Tennessee hospitals will sacrifice some revenue to help the TennCare program forestall looming cuts that could hurt patients, Tennessee Hospital Association officials say.
During a conference call Thursday, members of the THA formally announced the agreement to extend a hospital assessment fee one more year. Last year, the first year of the fee, the 3.52 percent tax on most hospitals' net patient revenues raised about $290 million, THA officials have said.
The hospital assessment fee's extension through fiscal year 2012 will prevent cuts to the TennCare program, including:
* Limit of eight physician office procedures annually
* "Medically needy" enrollment closure
* 7 percent reduction in hospital and health professionals payments
* Cuts to essential access, critical access hospitals and disproportionate share funding payments
* Graduate medical education funding cuts
* Eight-day inpatient hospitalization annual limit
* Eight-visit annual limit on nonemergency outpatient visits
* Limit of eight lab or X-ray procedures annually
* Elimination of reimbursement for physical therapy, occupational and speech therapy
SOURCE: Tennessee Hospital Association
Economywise, "things are a bit brighter this year, but not enough to prevent cuts to hospital care without continuing this assessment," THA President Craig Becker said in Thursday's call.
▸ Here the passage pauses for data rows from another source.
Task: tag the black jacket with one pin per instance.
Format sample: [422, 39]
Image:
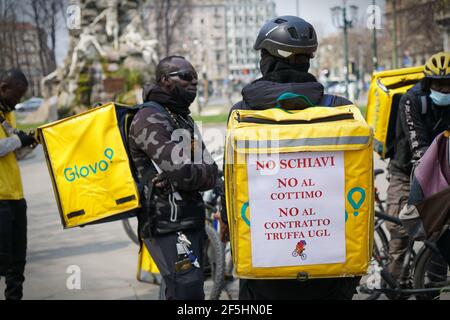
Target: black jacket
[260, 95]
[416, 129]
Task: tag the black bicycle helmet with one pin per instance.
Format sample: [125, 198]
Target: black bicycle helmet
[287, 35]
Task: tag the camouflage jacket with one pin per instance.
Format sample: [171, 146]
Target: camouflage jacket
[165, 138]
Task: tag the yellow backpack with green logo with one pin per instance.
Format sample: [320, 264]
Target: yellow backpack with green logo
[299, 192]
[94, 180]
[386, 89]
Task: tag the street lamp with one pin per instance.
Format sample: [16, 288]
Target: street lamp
[340, 20]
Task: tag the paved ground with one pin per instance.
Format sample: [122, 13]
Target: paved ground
[105, 256]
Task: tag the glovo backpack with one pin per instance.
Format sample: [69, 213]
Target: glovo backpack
[94, 180]
[386, 90]
[299, 192]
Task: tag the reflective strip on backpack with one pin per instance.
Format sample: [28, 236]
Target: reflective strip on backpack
[255, 144]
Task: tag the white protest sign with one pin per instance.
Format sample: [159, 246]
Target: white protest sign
[297, 208]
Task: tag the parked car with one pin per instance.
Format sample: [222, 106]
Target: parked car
[31, 104]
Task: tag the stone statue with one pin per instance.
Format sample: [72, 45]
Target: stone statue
[111, 14]
[132, 41]
[86, 39]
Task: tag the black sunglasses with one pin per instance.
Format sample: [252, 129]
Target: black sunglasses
[185, 75]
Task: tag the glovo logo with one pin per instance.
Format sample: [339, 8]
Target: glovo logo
[73, 173]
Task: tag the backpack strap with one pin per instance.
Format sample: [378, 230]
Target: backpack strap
[328, 100]
[424, 103]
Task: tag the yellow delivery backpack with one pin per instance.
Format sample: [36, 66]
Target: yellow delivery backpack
[87, 159]
[299, 192]
[386, 89]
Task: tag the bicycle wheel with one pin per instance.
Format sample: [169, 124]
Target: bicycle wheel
[130, 231]
[214, 264]
[431, 271]
[214, 255]
[373, 279]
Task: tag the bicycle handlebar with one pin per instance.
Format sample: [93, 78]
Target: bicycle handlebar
[388, 218]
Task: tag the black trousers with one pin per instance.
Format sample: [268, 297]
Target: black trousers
[181, 285]
[13, 246]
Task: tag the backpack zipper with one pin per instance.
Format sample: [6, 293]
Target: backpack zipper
[340, 117]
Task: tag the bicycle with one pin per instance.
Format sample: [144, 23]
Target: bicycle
[416, 277]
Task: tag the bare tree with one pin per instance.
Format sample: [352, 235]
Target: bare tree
[46, 15]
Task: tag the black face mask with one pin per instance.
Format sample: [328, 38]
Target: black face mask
[183, 96]
[270, 64]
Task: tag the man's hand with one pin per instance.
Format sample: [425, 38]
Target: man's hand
[224, 230]
[26, 139]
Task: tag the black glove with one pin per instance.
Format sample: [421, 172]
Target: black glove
[26, 139]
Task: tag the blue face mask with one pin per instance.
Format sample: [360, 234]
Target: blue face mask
[439, 98]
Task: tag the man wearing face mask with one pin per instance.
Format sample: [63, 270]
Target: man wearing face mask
[287, 45]
[13, 208]
[424, 112]
[167, 151]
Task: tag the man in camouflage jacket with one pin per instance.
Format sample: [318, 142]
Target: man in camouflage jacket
[163, 138]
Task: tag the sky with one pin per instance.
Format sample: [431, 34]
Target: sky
[317, 12]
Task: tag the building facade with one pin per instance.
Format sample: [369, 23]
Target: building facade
[218, 39]
[20, 49]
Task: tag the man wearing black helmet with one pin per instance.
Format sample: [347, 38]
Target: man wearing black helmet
[287, 44]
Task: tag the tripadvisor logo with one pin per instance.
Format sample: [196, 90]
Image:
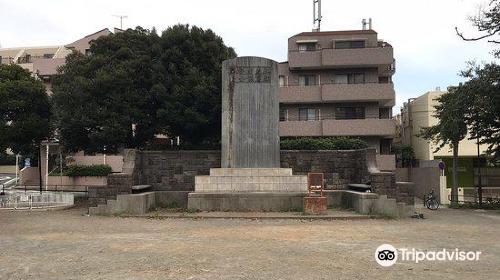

The percentage taxed will be higher this year, but the funds will be used to forestall the same pending cuts, which were first proposed by the state in 2010, officials said.
Like last year, the money will be used to draw down additional federal matching funds through TennCare, the state's version of Medicaid.
This year, the total funds raised through the fee and the federal match will fill a $870 million hole, compared to $659 million raised last year.
"The only difference is more dollars are needed to fund those same cuts due to increased enrollment, utilization and growing expenses," said Larry Kloess, THA board chairman.
The action allows TennCare to put off a looming 7 percent cut in reimbursement rates to providers, as well as other limits to the program that hospital officials say would have a devastating impact on both hospitals and patients.
"Hundreds of hospital jobs would be lost in communities of all sizes across the state, further complicating our economy and unemployment," Kloess said.
Kloess emphasized that the assessment fee was only a temporary solution, and that responsibility for funding TennCare lies with the state.
"This is simply a stop-gap measure designed to help the state of Tennessee through a difficult economic transition period," he said.